そのために「上陸許可基準」を定めて外国人が就業できる業種、職種の範囲を決め、しかも一定以上の学歴や職歴がなければ在留を許可しないという形で外国人の就労を制限しているのです。わかりやすく言うと例えば「技術・人文知識・国際業務」という在留資格は、大卒か専門学校卒(専門士)、または10年以上の経験がないとビザが下りないので、普通の人にはハードルが高いといえるでしょう。
②結婚ビザは就労制限がない
日本で就労したい人にとって、就労ビザのハードルが高い一方で「日本人の配偶者等」といった結婚ビザには就労制限がありません。学歴不問、業種職種を制限する「上陸許可基準」の適用がなく、つまりどんな職業でもOKです。
①と②を考えると、学歴がない人や、やりたい仕事の業種が就労ビザの対象になっていないという人は、「じゃぁ結婚ビザで滞在して仕事をしよう」と考えてしまいがちです。
憲法24条第1項の条文を出すまでもありませんが、婚姻は両性の合意にのみ基づいて成立しますから、目的がどうであれ、重婚などの婚姻禁止要件にあたらない限り、双方が合意すれば結婚は成立します。

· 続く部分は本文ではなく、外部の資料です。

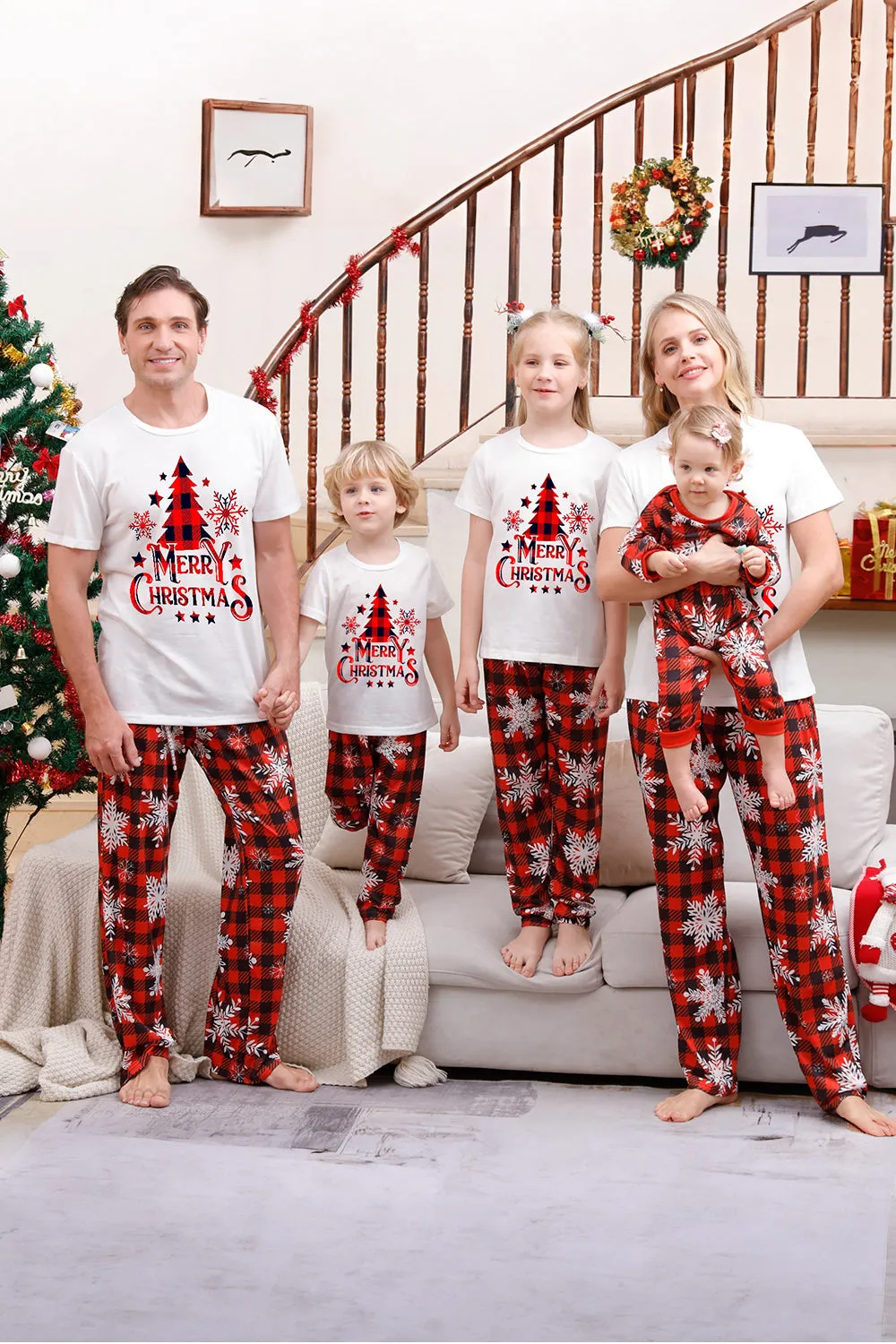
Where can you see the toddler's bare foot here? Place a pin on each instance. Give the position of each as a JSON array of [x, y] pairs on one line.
[[573, 946], [375, 933], [292, 1078], [856, 1112], [151, 1086], [524, 952], [689, 1104]]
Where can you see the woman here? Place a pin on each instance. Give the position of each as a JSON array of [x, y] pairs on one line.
[[691, 357]]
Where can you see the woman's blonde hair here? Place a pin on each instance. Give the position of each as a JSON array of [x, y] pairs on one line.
[[719, 425], [657, 403], [371, 457], [579, 339]]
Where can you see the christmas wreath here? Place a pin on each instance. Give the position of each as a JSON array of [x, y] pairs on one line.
[[669, 242]]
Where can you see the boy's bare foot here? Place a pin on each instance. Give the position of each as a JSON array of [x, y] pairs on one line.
[[689, 1104], [375, 933], [524, 952], [292, 1078], [573, 946], [856, 1112], [148, 1088]]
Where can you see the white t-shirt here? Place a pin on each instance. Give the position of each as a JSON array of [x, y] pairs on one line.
[[783, 478], [375, 617], [171, 513], [544, 504]]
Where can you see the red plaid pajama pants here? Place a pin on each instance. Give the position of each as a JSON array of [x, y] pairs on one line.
[[788, 854], [548, 771], [375, 782], [250, 771]]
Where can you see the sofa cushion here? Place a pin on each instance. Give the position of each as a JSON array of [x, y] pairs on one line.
[[468, 926], [632, 952], [457, 787]]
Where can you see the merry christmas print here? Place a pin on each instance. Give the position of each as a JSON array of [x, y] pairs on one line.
[[188, 564], [547, 548], [379, 650]]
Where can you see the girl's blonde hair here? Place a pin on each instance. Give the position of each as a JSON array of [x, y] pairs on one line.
[[371, 457], [719, 425], [579, 339], [657, 403]]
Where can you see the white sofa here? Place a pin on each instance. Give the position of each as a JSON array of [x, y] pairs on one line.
[[614, 1016]]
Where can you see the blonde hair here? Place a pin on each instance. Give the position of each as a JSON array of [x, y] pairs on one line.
[[579, 339], [657, 403], [702, 421], [371, 457]]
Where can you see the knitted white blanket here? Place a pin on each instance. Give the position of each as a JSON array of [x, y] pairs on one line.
[[346, 1011]]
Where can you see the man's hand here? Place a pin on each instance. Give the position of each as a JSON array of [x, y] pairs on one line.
[[109, 742], [667, 564]]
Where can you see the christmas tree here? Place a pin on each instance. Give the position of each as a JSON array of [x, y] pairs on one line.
[[40, 723]]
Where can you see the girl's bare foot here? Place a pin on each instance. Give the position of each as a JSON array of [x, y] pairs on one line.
[[524, 952], [151, 1086], [375, 933], [292, 1078], [689, 1104], [856, 1112], [573, 946]]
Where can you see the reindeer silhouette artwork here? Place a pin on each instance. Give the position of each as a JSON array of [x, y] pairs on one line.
[[831, 231], [252, 155]]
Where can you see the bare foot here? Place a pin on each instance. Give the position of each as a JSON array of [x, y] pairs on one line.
[[573, 946], [689, 1104], [524, 952], [375, 933], [856, 1112], [292, 1078], [151, 1086]]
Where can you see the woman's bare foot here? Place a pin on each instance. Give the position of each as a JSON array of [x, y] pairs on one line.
[[292, 1078], [524, 952], [856, 1112], [375, 933], [573, 946], [151, 1086], [689, 1104]]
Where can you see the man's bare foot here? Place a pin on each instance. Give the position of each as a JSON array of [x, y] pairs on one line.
[[689, 1104], [524, 952], [375, 933], [292, 1078], [856, 1112], [151, 1086], [573, 946]]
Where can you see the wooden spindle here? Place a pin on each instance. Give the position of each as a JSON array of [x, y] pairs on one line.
[[466, 338], [556, 236], [382, 304], [422, 336], [724, 185]]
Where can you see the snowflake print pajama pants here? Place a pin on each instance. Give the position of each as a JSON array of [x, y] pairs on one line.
[[790, 860], [375, 782], [548, 771], [252, 773]]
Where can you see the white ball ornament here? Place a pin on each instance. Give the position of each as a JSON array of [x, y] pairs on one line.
[[42, 375]]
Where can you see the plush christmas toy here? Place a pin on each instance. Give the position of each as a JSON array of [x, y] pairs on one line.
[[872, 935]]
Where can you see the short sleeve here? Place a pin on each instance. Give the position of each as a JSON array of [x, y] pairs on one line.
[[77, 518], [474, 495]]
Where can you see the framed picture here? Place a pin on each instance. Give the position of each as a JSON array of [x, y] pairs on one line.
[[815, 230], [257, 159]]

しかしだからと言って本来の結婚の目的を逸脱し、就労を目的とした形だけの結婚は偽物の結婚だと言わざるを得ませんし、ましてそこに金銭のやり取りが行われてビジネス化されているとなれば、これはもはや法律を逆手にとった脱法行為と言えるでしょう。
そこでそういった偽物や脱法的な結婚によってビザを取得する人が出ないように、結婚ビザの審査は厳しくなっているのです。
お互いに愛し合って結婚したのに、「ビザが下りなかったから一緒に住めない!」なんて事がないように、申請時の資料収集については私たちもしっかりとアドバイスしておりますし、書類作成の際も最大限に気を配っております。